The cut in sales outlook for its RIO System robots, a robotic-arm interactive system used for minimally invasive knee procedures, is Mako's second in as many months.
Including Tuesday's losses, the stock has shed about 65 percent of its value since the company first warned on RIO sales in May.
"RIO System sales in particular disappointed, while procedures were just below our estimate," Michael Matson, an analyst with Mizuho Securities USA, wrote in a note to clients.
Mako, which makes robotic devices that help surgeons conduct less invasive operations, now expects to sell 42 to 48 RIO systems in 2012, down from its earlier forecast of 52 to 58 RIO systems.
The company also lowered its full-year outlook for the number of MAKOplasty procedures to 11,000 to 12,000, compared with its prior view of 11,000 to 13,000 procedures.
MAKOplasty is a procedure for total hip arthroplasty and partial knee resurfacing.
"It appears that MAKOplasty adoption has slowed and that MAKO is struggling to gain traction beyond its initial earlyadopter customers," Matson said.
Matson halved his price target on Mako's shares to $15 from $30. Brokerage Canaccord Genuity also lowered its price target on the stock to $16 from $29.

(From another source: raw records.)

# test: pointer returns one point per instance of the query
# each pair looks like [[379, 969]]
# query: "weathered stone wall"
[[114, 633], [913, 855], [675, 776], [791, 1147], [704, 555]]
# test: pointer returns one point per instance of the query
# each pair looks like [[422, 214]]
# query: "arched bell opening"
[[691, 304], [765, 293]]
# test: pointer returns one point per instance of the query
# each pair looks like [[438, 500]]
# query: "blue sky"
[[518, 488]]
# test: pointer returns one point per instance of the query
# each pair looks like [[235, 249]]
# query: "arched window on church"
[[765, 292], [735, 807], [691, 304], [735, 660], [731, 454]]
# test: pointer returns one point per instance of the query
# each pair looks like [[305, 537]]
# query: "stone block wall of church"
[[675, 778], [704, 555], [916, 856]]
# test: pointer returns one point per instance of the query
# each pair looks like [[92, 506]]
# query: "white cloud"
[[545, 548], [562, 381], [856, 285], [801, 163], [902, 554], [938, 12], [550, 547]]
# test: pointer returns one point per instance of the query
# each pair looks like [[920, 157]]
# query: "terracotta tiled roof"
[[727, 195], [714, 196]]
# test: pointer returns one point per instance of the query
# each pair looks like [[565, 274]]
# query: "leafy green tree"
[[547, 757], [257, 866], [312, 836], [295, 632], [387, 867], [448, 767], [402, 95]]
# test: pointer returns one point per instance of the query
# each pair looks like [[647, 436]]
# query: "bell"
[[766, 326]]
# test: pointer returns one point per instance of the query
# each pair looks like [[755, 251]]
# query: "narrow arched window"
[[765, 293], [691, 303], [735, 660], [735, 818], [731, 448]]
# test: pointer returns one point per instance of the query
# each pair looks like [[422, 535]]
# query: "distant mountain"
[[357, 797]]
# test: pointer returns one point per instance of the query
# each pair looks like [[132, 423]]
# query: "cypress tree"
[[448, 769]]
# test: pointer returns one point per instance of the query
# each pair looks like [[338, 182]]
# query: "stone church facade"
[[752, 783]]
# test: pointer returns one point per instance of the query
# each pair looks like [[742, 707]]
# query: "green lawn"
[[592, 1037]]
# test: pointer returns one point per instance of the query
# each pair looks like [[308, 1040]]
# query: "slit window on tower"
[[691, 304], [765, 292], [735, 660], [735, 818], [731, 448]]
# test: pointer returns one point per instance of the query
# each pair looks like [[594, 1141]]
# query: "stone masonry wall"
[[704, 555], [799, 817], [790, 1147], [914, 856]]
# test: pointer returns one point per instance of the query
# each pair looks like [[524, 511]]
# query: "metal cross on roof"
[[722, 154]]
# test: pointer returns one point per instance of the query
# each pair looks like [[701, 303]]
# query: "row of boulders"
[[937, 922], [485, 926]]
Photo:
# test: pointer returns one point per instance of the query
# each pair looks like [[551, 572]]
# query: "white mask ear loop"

Traders have exchanged about 28,000 options contracts in Mako during the first half of Tuesday's trading session, well above the average daily options volume of 3,988 contracts, according to Interactive Brokers data.
"The risk as reflected by the options market remains substantially elevated relative to the last six months," said Ophir Gottlieb, managing director of options analytics firm Livevol in San Francisco.
"This reflects the possibility that more market moving news could come out in the near term even before earnings."
Interactive Brokers Group options analyst Caitlin Duffy, however, said some strategies in play in the options market on Tuesday morning suggest the stock may have sold off a bit too hard.
Additionally, put sellers populating the stock appear to be betting shares are unlikely to hit fresh lows in the near term, Duffy said.
Shares of the Fort Lauderdale, Florida-based company fell 41 percent to a one-and-a-half year low of $14.51 on the Nasdaq on Tuesday. Nearly 1.6 million stocks, 12.7 times their ten-day average, exchanged hands at 1331 ET. They were the biggest percentage loser on the exchange.